2. Traditionally, for adolescents, parents are valuable sources of information for learning about relationships and sexuality. However, given the taboo nature of sexuality in families, it is essential to organize parenting sessions. These communication workshops will aim to inform and educate parents on how to establish a good dialogue on sexuality with their child.

3. Original programs should be developed to provide information and awareness on STD / AIDS, the consequences of early sexuality, the value of using condoms and to limit the number of partners, to teenagers through schools, youth organizations and wherever teenagers find themselves. All means and technologies of information and communication can, to this end, serve as a support to carry out campaigns of awareness and information.

4. Protect and promote the right of adolescents to education, information and reproductive health care through the establishment of adolescent and youth counseling centers. These teenage youth counseling centers will be tasked with informing and educating health. Adolescents need safe, effective, acceptable and affordable access to a variety of products and services. These products and services include condoms, contraceptives, and health care. When adolescent care services are provided by well-trained and caring staff, there is a strong chance that these services will be used.

5. School is the second most influential adolescent living environment after the family. The prevention of adolescent problems in this environment must be supported by a multidisciplinary team (doctor, midwife, psychologist, educator, social worker…).

6. Increase funding for sexual and reproductive health promotion activities for young people and adolescents to better meet these health needs, including sexual and reproductive health.

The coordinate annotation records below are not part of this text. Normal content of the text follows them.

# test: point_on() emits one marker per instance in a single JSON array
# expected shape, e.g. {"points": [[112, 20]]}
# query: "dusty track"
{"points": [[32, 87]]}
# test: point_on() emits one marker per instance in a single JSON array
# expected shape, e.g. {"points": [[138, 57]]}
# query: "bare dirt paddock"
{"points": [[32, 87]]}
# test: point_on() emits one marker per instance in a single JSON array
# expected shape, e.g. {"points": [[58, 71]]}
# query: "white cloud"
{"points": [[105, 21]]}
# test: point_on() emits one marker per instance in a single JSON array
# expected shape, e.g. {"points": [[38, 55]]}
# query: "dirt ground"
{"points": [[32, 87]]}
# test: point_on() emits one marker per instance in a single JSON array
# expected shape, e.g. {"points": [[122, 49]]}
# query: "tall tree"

It is difficult, if not impossible, to limit access to teen pornography because Internet access via smartphones is widespread and the market for the pornography industry continues to grow. Hence the interest of the interventions carried out with the adolescents which must help them to have a critical interpretation of the pornographic image, in particular to integrate that if it can have positive effects on the development of the phantasies, it conveys a very different image of reality and does not seem to promote sexual fulfillment.